Geleneksel olarak Tunus toplumu içice geçmiş çoksesli bir toplum olmuştur. Ben Yahudilerle birlikte büyüdüm. Yakında basılacak biyografimden bahsetmek isterim. Kitapta Yahudi olan çocukluk arkadaşımla başımdan geçen bir anım yeralıyor. İkimiz de Fransa’ya gidince antisemitizmin ne olduğunu öğrendik. Ben orada Arap oldum; o da bir Yahudi. İkimiz de çok zorlandık kabul görmek için. Bu bir anlamda bizi daha da birleştirdi. Oysa Tunus’ta böyle şeyler yaşamamıştık. Biz daima dost olduk ve hâlâ da öyleyiz. Elbette, Tunus’ta halkın büyük bir kısmı İsrail-Filistin sorununda Filistin’i destekliyor. Ama İslamcıların başa gelmesinden bu yana Yahudileri hedef alan bir nefret söylemi patlaması yaşanıyor. Havaalanında bile zaman zaman “Yahudilere ölüm!” sloganları duyabiliyorsunuz.
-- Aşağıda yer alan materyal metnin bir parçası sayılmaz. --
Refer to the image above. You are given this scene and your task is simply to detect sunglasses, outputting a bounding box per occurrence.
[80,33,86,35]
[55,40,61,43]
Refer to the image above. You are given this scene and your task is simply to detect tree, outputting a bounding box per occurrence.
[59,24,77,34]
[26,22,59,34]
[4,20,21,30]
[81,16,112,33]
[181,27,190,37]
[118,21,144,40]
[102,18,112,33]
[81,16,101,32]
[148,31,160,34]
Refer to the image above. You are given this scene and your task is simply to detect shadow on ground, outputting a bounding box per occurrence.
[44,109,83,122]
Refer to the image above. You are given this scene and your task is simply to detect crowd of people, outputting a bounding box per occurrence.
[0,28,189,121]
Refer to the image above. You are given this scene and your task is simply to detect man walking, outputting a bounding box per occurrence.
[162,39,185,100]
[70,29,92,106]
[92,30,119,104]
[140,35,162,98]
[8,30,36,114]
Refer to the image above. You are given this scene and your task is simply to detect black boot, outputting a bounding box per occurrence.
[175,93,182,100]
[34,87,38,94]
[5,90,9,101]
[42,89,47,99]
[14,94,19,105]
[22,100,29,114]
Örneğin, geçtiğimiz ocak ayında Kef ve Suz’de (Sousse) bulunan iki Yahudi mezarlığı yağmalandı. Bu saldırı sivil toplum tarafından şiddetle kınandı.  Hükümette görevli bir bakan, muhaliflerden laik bir partiyi, yıllık kongresinin sahibi Yahudi olan bir otelde düzenlediği için eleştirdi.  Bana kalırsa bunlar tümüyle provokasyon, toplumu ayrıştırmak ve Yahudilere karşı nefreti körüklemek için.